Backups. Backups, Jupyter is almost incremental by design, if you reuse the content pack of the backups, previous backup, this is incremental, and you can decide which property you want to add, so for example, you can add a checksum on each entry
to do a comparison between the contents stored in the backup and what you have on the file system. Embedding resources, Jupyter can be embedded in the executor program, or even more, this presentation, you can download this presentation at this address,
and you will have a file, and this file is an ARK archive, so you can just use the ARKs tool to list the content, extract or mount the archive, and you will have access to all the files of this presentation, it is revealed, yes, and it's HTML content,
but the same file is also a GIM archive, so you can just use the GIM tool to just save the content, and open a browser to the local host. And the same file is also a program, so if you make it executable, you can run the program itself
to mount, extract or save the content. What is interesting is that between ARK, the content is not shared, it is an ARK and GIM archive, but it's just a view to the same content, there is no duplication, it's not two archives put together,
it's really one archive with two kinds of views of the same content. And the last line is the exact command used to serve this actual presentation. Conclusion. This is a new way of thinking. We could extract, we could use the archive directly,
instead of extracting it, so we can reinvent the world without thinking about using directly the archive. It's a new way of thinking. It's generic, it's a command-based tool
that can adapt to different usage. But it's pretty new, maybe some crash, and you can expect maybe some change in the specification. Thank you.
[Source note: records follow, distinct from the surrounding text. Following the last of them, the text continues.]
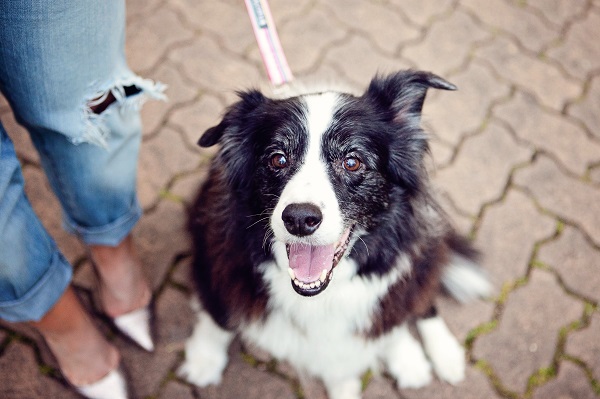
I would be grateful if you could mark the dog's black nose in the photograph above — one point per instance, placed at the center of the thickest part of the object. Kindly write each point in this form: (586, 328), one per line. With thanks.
(301, 219)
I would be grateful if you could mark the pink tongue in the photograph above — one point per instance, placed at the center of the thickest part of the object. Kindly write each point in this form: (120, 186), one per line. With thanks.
(308, 261)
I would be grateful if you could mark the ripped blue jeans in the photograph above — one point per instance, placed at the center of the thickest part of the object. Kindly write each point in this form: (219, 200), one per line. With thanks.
(61, 63)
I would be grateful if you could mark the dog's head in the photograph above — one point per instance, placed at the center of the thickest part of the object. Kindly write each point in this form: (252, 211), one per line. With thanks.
(324, 167)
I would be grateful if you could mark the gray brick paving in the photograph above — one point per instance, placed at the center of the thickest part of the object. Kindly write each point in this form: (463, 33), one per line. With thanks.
(516, 160)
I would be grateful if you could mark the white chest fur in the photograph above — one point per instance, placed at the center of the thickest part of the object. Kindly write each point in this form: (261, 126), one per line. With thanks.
(324, 334)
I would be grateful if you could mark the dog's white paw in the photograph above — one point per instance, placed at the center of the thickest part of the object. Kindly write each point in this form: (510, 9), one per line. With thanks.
(348, 389)
(445, 352)
(205, 353)
(407, 362)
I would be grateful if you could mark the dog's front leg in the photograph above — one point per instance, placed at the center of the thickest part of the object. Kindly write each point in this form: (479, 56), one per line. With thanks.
(205, 352)
(446, 353)
(343, 389)
(405, 359)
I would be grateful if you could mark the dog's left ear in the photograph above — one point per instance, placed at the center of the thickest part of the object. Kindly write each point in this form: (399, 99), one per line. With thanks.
(404, 92)
(400, 96)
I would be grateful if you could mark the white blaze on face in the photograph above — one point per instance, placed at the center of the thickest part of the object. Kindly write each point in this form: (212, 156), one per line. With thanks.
(311, 183)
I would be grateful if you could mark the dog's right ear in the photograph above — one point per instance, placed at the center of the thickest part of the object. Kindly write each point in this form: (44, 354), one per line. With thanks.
(212, 135)
(249, 101)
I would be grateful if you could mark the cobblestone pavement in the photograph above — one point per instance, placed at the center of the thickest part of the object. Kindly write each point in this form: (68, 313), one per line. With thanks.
(517, 163)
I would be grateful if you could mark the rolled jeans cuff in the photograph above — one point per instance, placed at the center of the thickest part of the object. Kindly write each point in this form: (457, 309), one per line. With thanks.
(42, 296)
(109, 235)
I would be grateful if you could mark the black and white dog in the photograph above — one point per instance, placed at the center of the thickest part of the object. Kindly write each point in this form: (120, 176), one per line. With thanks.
(316, 238)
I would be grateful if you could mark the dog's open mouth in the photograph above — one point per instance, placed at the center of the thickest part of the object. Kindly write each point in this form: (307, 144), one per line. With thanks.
(311, 266)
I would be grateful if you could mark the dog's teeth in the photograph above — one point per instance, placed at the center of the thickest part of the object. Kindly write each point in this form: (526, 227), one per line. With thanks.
(323, 275)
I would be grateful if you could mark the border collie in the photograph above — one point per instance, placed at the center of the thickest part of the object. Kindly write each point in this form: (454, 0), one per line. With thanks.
(317, 239)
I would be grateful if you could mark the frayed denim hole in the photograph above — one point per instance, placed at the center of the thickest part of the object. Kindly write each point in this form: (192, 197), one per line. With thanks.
(100, 104)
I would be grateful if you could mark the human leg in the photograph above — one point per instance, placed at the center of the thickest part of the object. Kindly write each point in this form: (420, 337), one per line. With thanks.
(64, 98)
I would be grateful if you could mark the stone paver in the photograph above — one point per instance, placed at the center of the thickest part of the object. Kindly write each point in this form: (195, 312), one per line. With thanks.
(561, 137)
(576, 261)
(585, 109)
(515, 158)
(578, 54)
(530, 73)
(528, 338)
(571, 382)
(480, 173)
(570, 199)
(515, 220)
(585, 346)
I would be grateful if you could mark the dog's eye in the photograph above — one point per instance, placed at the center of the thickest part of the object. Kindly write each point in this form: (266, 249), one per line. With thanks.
(351, 164)
(279, 161)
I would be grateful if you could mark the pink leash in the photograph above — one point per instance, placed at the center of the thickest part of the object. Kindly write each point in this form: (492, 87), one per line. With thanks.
(268, 42)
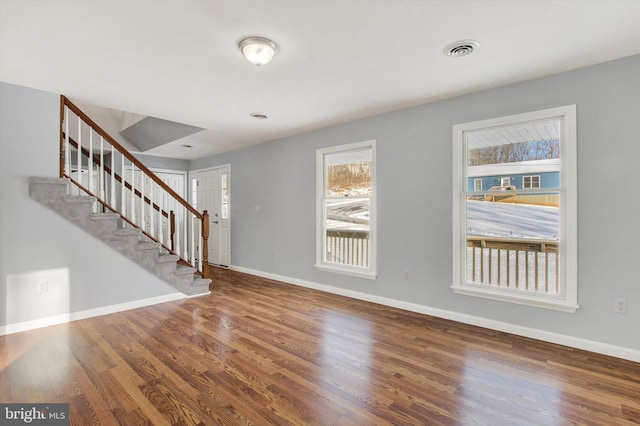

How do you compare to GramFS? Can you repeat the question? How does your format compare to GramFS?
I don't know. I know about SquashFS. The thing is that Jupyter is not a file system. ARK is an archive to store files, but Jupyter is not. So, Jupyter is more generic than GramFS or SquashFS, probably.
And ARK compared to SquashFS is half slower than SquashFS. On the size, ARK is better,
but on the performance, it's slower. Are you implementing this in other languages? We could implement that in other languages, repeat the question.
Could we re-implement this in other languages? You could. The specification is language-analytic, but I've just implemented the reference library in Rust. The specification is public.
ZP is pretty small. ZP is slower than ARK in almost any kind of operation and is bigger than ARK also.